During March Madness, we witnessed incredible individual and team performances all the way through the championship game.
The nation marveled over the greatness of Caitlin Clark while also celebrating LSU’s first NCAA basketball title.
Yet in that title game, the hypocrisy and racism that live in sports were exposed through a part of the game that has always existed.
Talking junk.
Every competitor talks smack in their own way. It’s part of the game and if you’re prepared to back it up or suffer the consequences, then it’s basically all good.
In the Elite Eight and Final Four, Clark did just that.
Against Louisville, she hit the Cardinals with John Cena’s “You can’t see me” expression. Against South Carolina, she disrespected the Gamecocks’ backcourt by flicking her hand in dismissal of their shooting ability.
But most impressively, she backed it up and neither team had an answer for college basketball’s star player.

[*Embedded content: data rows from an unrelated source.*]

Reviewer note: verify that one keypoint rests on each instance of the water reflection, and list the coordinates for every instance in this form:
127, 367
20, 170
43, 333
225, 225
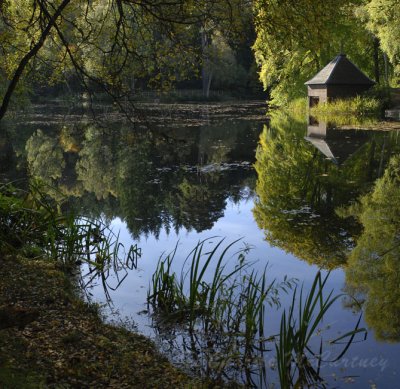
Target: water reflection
172, 179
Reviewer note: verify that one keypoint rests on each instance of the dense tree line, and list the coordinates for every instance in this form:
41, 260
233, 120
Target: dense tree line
116, 47
296, 39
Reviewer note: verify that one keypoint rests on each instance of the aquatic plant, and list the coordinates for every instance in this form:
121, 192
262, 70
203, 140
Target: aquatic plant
33, 225
356, 106
298, 365
222, 318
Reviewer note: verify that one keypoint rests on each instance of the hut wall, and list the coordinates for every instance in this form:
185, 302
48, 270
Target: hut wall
317, 92
343, 91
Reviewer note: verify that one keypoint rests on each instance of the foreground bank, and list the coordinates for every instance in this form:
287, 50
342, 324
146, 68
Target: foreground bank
51, 338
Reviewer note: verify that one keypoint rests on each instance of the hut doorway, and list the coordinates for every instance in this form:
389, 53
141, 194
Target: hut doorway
313, 101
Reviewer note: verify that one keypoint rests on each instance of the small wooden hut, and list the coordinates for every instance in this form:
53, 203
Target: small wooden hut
339, 79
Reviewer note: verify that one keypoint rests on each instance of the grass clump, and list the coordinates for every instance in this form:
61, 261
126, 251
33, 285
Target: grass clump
221, 309
221, 315
33, 225
298, 365
357, 106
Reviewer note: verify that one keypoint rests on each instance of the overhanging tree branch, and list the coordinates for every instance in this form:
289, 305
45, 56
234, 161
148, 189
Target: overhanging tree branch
25, 60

She dropped a 41-point triple-double on Louisville (41, 12 assists, 10 rebounds) and almost duplicated it with a 41, 8 and 6 performance on the Gamecocks in the Final Four.

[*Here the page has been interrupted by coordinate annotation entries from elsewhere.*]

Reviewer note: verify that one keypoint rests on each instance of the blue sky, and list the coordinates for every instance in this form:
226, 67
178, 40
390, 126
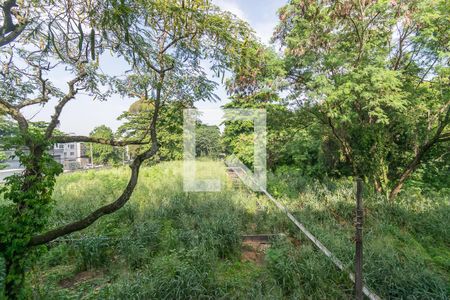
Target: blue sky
82, 115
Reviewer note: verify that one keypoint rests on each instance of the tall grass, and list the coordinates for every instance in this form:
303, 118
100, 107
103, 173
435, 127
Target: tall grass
169, 244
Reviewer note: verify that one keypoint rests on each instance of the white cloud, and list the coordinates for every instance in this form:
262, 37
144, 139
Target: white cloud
231, 6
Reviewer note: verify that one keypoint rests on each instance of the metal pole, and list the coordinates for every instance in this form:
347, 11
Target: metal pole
359, 241
92, 157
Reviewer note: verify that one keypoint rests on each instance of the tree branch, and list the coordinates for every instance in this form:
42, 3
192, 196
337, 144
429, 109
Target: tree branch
59, 107
9, 31
15, 114
87, 139
30, 102
124, 197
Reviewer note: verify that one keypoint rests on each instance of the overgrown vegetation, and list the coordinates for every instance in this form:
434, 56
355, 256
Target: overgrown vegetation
166, 243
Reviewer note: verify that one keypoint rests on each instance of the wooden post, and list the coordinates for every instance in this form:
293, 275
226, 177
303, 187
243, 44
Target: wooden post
358, 239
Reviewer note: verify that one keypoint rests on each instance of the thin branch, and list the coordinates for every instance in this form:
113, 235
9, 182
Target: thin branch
9, 31
123, 198
29, 102
15, 114
59, 107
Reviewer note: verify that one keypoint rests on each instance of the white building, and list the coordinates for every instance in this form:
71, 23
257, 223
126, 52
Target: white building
71, 155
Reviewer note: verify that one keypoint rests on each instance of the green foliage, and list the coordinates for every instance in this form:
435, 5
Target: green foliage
170, 128
27, 203
188, 245
105, 154
372, 76
207, 141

For that, she had every right to talk smack. She more than backed up her antics, and that’s perfectly fine. It comes with the territory and no one criticized her, which was fine too.
Yet on Sunday afternoon, the tables were turned for this time, the smack talk was done by LSU’s Angel Reese and she unleashed it directly at Caitlin Clark.
And that’s when the swords, unsurprisingly, were unsheathed.
“Absolutely classless move by Reese.”
“Awful sportsmanship.”
“What a classless move by Angel Reese. Doing WAY too much to taunt Clark,” tweeted ESPN’s Danny Kanell.
And then there was Keith Olbermann.
“What a fu**ing idiot,” he tweeted Sunday night. “Doesn’t matter the gender, the sport, the background – you’re seconds away from a championship and you do something like this and overshadow all the good. Mindless, classless, and what kind of coach does this team have?”